Over the course of the Moers Festival 2025 he performed six different sets reflecting different aspects of his eclectic practice, in each case demonstrating his virtuosity as a technician who is also a master of restraint, technically intimidating but a musically devoted and accomplished stylist who absolves himself of style through fluid deployment of aspects of folk, jazz, and microtonality, with a storytelling yen as a traveller, émigré and nostalgist, who plays from the heart. On the outdoors free stage Unter Bäume, a quartet with Jessica Pavone on viola and Darius Heid on piano found the impromptu trio compelling in harnessing the sterner language of musical modernism; a duo with Jun-Y Ciao showcased his command of avant garde sound-based playing with an unsettling edge; and a solo set in the Evangelisch Stadtkirche, that was actually a duo featuring one of many impromptu appearances over the weekend of pianist Maya Dunietz, also showcased Hayden Chisholm’s spontaneity and musical versatility.

Two other solo sets were powerfully emotional expressions of two different aspects of saudade. Saudade is a Portuguese word expressing nostalgic longing for a place or a person, and to me saudade is the word that best captures these strongly emotional performances. The beautiful and joyous appearance in the Büro explored his Kiwi homesickness in a fluid musical history evoking Maori culture and history as a touchstone, including “Pōkarekare Ana”, a traditional New Zealand love song in written in Maori around the time of WW1. The music is scrupulously reduced folk jazz, reminiscent of Northumbrian music with the Shruti drone and the pentatonic in the flutes and sax, and that unforgettable throat singing. The most directy affecting moment was a pure blues with a harmonica and vocal call-and-response in a bittersweet tribute to his residency and residence at Moers: “I played my heart out here and I’ll play my heart out more, I’ll even make my last breath here, if there’s one thing I’m sure.”

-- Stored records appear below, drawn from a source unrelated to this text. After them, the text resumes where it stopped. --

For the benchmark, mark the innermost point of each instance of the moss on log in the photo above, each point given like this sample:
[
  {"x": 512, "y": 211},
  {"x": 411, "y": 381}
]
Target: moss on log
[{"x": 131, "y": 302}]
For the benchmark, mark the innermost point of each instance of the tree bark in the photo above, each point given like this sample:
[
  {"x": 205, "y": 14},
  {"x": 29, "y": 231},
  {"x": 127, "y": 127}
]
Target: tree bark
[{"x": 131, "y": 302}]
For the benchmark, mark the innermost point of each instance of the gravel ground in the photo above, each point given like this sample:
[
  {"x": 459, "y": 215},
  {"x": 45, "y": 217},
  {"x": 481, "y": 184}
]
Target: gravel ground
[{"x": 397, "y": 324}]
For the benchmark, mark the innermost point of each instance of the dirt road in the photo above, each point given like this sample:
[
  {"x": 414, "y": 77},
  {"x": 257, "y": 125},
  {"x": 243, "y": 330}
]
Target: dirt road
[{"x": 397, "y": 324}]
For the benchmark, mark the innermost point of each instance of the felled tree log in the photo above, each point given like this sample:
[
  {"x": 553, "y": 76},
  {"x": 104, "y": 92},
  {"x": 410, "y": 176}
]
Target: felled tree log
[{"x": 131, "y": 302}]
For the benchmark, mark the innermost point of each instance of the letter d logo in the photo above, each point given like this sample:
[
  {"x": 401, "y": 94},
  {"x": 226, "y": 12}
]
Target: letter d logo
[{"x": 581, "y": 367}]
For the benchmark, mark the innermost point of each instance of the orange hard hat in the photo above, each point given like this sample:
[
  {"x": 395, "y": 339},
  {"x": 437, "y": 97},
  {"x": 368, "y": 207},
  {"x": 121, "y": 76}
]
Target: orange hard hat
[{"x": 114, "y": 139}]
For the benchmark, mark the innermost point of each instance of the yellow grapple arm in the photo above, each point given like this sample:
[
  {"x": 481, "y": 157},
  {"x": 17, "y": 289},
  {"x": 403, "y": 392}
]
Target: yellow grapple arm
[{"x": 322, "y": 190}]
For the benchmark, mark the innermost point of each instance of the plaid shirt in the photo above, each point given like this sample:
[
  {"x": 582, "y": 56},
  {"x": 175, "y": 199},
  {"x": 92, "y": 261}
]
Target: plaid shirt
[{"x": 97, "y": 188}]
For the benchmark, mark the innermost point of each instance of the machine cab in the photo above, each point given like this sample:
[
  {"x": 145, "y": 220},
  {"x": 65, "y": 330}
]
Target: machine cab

Hayden Chisholms Kinetic Chain with Petter Eldh and Achim Kaufmann (Jonas Burgwinkel missing from shot).
Photo credit Kurt Rade

The solo set in the attic of the Peschkenhaus art gallery was an expression of the saudade not of place but of personal loss, dedicated to Croatian pianist Matija Dedić, who had passed away the day before. “Then sings my soul, my soul, how great the love” he sang, and in another coruscating blues, “My brother’s gone, my brother’s gone. You left too soon. Far behind the moon, we’re all alone, cold to the bone.” The concert the day before had also included a dedication to another of Hayden Chisholm’s mentors, pianist John Taylor, who died ten years ago. In the festival Halle Hayden Chishom performed with Kinetic Chain, a jazz supergroup of pianist Achim Kaufman, bassist Petter Eldh, and drummer Jonas Burgwinkel in a set styled as “an inventory of losses before a sunrise in Gemini” adjacent to Chisholm’s fiftieth birthday, with the set list a “mosaic of thirty years”. Contrasting the intimacy of the solo sets, this full scale concert in the Halle was packed out, with the group closely arranged in the centre of the space with folk convivially all around. Somehow it retained a sense of special intimacy. It was a mosaic, a personal musical recollection or recapitulation of three decades of a career in a life, but it felt just like pure music, from the heart.